Digital security experts have discovered a new cyber-surveillance virus in the Middle East that can steal login and password information and spy on banking transactions, system configurations and other data.
The virus, called “Gauss” after 19th-century German mathematician Johann Carl Friedrich Gauss, appears to have come from the same “factory” as the Stuxnet virus, a 2010 attack on the systems operating Iranian nuclear facilities alleged to have come from the United States and Israel.
The new attack represents “the high end of nation-state-sponsored cyber-espionage and cyberwar operations,” wrote Kaspersky Lab, the firm that discovered the virus, on its website.
Dubbed Gauss, the virus may also be capable of attacking critical infrastructure and was very likely built in the same laboratories as Stuxnet, the computer worm widely believed to have been used by the US and Israel to attack Iran’s nuclear programme, Kaspersky Lab said on Thursday.

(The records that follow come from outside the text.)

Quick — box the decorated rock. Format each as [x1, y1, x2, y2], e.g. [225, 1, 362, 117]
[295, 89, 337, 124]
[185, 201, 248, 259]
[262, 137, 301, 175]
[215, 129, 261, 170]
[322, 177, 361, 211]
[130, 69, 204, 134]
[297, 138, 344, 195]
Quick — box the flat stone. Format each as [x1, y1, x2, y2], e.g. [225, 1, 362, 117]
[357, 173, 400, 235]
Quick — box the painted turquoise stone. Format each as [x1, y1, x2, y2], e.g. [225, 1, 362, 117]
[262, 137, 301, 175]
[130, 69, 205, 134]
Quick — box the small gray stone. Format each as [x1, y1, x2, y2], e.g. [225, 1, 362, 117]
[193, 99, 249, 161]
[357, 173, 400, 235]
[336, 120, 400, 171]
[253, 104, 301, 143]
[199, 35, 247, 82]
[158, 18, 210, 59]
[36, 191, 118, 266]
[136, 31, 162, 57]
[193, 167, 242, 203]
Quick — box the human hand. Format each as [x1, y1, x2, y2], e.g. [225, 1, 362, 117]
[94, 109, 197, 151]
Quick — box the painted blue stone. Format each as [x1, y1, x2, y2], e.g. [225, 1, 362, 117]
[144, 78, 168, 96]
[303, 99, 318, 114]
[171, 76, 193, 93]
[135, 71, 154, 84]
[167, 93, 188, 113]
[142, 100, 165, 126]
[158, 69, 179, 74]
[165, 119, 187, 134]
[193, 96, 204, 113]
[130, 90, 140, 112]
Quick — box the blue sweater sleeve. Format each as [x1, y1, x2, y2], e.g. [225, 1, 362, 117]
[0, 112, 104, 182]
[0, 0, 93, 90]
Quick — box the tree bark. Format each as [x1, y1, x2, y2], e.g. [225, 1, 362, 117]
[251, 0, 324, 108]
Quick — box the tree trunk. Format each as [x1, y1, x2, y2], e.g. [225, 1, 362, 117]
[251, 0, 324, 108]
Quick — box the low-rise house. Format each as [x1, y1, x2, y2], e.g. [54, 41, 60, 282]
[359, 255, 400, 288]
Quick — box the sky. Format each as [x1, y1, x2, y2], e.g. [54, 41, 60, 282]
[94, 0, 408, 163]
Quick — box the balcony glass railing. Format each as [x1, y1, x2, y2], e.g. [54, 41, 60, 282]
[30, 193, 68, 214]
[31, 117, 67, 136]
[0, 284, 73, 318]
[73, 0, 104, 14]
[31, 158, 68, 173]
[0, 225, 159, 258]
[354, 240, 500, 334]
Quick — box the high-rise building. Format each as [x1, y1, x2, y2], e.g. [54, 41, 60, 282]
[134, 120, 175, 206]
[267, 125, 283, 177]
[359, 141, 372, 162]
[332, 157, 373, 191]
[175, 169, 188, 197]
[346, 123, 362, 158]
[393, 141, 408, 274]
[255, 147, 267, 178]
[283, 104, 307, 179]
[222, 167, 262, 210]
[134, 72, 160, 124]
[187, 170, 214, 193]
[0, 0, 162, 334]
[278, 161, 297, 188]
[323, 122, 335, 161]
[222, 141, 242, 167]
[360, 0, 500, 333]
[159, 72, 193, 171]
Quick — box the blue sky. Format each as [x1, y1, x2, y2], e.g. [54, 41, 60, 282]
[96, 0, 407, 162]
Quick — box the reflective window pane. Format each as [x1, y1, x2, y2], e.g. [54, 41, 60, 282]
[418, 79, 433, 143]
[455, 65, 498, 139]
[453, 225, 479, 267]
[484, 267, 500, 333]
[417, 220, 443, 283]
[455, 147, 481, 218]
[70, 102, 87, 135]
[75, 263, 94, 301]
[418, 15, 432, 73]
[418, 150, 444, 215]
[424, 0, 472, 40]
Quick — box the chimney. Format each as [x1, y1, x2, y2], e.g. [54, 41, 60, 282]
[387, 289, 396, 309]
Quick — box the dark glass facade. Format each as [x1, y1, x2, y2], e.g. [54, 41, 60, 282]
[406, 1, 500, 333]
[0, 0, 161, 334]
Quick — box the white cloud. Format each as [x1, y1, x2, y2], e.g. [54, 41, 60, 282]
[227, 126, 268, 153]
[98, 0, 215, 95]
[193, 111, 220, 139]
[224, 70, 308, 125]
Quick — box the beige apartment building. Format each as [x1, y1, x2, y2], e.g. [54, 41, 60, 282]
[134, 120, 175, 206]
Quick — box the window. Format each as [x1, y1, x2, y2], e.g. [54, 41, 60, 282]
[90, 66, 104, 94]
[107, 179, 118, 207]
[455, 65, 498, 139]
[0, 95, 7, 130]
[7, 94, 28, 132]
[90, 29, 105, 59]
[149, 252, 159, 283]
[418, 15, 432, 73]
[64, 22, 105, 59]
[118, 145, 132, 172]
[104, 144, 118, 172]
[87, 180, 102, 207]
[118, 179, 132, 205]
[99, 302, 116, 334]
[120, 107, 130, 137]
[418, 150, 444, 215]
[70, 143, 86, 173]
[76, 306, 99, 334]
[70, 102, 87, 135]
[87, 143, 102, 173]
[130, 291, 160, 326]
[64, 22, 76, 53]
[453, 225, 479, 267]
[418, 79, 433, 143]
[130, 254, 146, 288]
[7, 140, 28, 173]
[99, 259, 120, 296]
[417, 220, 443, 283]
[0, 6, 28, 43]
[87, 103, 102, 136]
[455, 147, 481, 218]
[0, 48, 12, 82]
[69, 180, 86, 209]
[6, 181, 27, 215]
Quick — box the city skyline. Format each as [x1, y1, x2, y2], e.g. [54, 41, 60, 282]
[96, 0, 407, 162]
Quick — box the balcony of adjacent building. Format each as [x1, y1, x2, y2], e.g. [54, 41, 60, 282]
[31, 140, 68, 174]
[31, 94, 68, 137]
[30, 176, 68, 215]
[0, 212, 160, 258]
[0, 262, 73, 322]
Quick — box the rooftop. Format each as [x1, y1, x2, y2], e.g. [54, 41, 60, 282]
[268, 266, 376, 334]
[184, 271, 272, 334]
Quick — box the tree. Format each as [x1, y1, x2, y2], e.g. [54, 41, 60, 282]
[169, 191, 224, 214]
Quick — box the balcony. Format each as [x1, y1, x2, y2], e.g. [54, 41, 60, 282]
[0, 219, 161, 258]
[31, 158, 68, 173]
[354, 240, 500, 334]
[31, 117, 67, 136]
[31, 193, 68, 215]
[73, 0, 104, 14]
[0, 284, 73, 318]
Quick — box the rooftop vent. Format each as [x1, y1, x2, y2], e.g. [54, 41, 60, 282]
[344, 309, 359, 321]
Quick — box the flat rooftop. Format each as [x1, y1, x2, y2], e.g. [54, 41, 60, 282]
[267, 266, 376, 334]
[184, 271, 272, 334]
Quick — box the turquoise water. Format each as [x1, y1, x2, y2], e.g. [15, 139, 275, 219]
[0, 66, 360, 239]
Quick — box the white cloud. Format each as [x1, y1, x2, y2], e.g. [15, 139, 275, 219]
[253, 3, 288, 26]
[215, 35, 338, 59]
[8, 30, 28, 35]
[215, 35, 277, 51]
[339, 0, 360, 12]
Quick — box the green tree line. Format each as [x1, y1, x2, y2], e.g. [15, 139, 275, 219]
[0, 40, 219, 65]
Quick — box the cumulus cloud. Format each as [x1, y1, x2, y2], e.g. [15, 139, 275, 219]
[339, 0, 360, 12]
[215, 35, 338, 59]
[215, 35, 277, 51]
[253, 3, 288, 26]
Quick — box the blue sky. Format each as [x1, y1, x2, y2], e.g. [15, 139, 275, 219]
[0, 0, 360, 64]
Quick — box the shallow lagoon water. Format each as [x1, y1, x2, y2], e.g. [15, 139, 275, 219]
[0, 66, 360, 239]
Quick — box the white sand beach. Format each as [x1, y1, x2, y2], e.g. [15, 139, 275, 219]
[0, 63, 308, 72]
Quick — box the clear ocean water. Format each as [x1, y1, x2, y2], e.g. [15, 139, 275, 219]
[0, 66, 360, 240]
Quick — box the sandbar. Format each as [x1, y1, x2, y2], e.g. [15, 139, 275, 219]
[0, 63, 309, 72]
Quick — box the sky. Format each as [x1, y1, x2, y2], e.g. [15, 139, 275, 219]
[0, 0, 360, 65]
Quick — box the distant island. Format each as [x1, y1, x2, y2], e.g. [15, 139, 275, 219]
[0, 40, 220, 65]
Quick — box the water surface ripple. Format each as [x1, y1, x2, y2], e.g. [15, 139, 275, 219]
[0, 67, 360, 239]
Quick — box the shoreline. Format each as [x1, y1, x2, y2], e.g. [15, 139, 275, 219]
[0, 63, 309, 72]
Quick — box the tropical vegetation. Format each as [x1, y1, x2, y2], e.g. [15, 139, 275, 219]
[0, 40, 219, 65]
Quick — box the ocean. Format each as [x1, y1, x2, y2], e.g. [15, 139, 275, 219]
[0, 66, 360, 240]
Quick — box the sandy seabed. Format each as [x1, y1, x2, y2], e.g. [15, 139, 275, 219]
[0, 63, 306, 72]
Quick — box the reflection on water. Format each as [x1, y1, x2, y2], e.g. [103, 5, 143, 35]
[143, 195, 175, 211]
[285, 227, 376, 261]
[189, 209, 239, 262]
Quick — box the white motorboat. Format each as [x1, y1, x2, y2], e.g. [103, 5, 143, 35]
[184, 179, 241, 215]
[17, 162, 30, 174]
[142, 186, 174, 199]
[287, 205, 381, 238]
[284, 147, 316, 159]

The Moscow-based firm said it found Gauss had infected more than 2,500 personal computers, the bulk of them in Lebanon, Israel and the Palestinian territories. Targets included Lebanon’s BlomBank, ByblosBank and Credit Libanais, as well as Citibank and eBay’s PayPal online payment system.
… “After looking at Stuxnet, Duqu and Flame, we can say with a high degree of certainty that Gauss comes from the same ‘factory’ or ‘factories,’ ” Kaspersky [said] on its website. “All these attack toolkits represent the high end of nation-state-sponsored cyber-espionage and cyberwar operations.”